TSMCは自動車向けの半導体チップに関してもADAS(先進ドライバー支援システム)や自動運転向けなどの演算主体のSoCプロセッサ向けに、そして最先端の3nmプロセスノードの技術「N3AE」を自動車およびHPC(High Performance Computing)向けに、2024年に提供する。さらに高周波無線技術でも6nmノードを導入する。同社ビジネス開発担当シニアVPのKevin Zhang氏(図1)が語った。

TSMC Kevin Zhang氏

図1 TSMCのビジネス開発担当シニアVPであるKevin Zhang氏


TSMCは顧客の要求によく応えるファウンドリである。自動車向けのIC製品は、22nmや28nmといった微細化(リニアスケーリング)がまだ成り立つプロセスノードでのICチップだった。クルマ用の半導体といえば、制御系でのセンサ→アナログ→ADC→マイコン→ドライバIC→パワー半導体、というシグナルチェーンでは微細化する意味がなかったためだ。センサやアナログIC、ADコンバータ、ドライバICなどは微細化の必要性が少なく無理のないプロセスで十分作ることができた。パワートランジスタとなると今度は逆に耐圧を上げるため、空乏層を広げたり電界を緩和したりするような工夫が必要で、むしろあえて配線間隔を広げてきた。

無理やりモノリシックに高集積する必要がなく、しかも微細化すると耐圧が持たないこともあり、微細化の必要性がなかった。また、高周波のアナログICだと単純に微細化すると、性能はかえって悪くなった。ゲート抵抗やRFに影響を及ぼす寄生素子が働くからだ。

ところが、次世代クルマ作りでは、Software-Defined Vehicleのようにソフトウエアで定義されるクルマの時代が始まる。クルマは、10年あるいは30万km走行など寿命の長い製品である。このため、ハードウエアはそう頻繁には変えられない。これまでは古い機能のまま、10年以上も走らせていた。ところが今、10年前の古いクルマといえども新しい機能を搭載できるようになる。これがソフトウエア定義のクルマの最大のメリットである。

すなわち、ハードウエアを変えられない代わりに、ソフトウエア(アプリ)を変えることで機能を更新したり、新機能を追加したりするようにするのである。それもOTA(Over the Air)と呼ばれる無線を使った通信回線で自動的にソフトウエアを書き換える。実はすでにTesla車では、OTAが搭載されている。今後はOTAが全てのクルマに広がり、SD-Vの時代にやってくる。

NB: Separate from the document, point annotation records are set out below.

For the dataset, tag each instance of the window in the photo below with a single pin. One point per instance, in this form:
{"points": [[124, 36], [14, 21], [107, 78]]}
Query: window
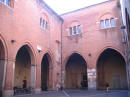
{"points": [[70, 29], [40, 21], [107, 23], [112, 22], [74, 29], [43, 23], [102, 24], [1, 0], [79, 29], [7, 2]]}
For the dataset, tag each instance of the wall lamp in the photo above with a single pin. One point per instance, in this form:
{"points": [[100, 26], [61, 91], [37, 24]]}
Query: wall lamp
{"points": [[39, 48], [123, 27], [89, 54], [13, 41]]}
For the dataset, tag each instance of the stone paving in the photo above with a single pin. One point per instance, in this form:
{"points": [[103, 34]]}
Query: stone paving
{"points": [[78, 93]]}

そのようなプロセッサでは、演算速度を上げなければ最近機能に対応できなくなる。このためプロセッサに求められる性能は高速・低消費電力である。だから、微細な3nmプロセスノードを使って実現しなければならない。


Extending N3E to Adress Automotive Market Early

図2 TSMCは車載向けに3nmプロセス(N3AE)を準備 


TSMCは、SD-Vに備えてN3Eノードに基づく車載用のプロセスデザインキット(PDK)と、車載向けSoC3nmプロセスノード(N3AE)を提供する。ただし、車載用の半導体チップは自動車工場の認定が必要なため、N3Aプロセスが2025年に認定を受けて初めてこれを利用できるようになる。N3AEのAEとは、クルマ用の準備をするという意味で、Automotive Earlyと名付けた。自動車用のコンピュータでは、冗長構成をとることを念頭に判定回路を作るため、回路規模はやや大きくなる。このため3nmプロセスを使うのだとしている。

TSMCはこれまで微細化しにくかったプロセスでも対応できるように微細プロセスを拡大している。例えばRFでは6nmという最も微細なプロセスであるN6RFプロセスも提供する。このプロセスを使えば、これからのWi-Fi 6や7など新しいワイヤレスWi-Fi技術において、RFとベースバンドを1チップに集積することが可能になる。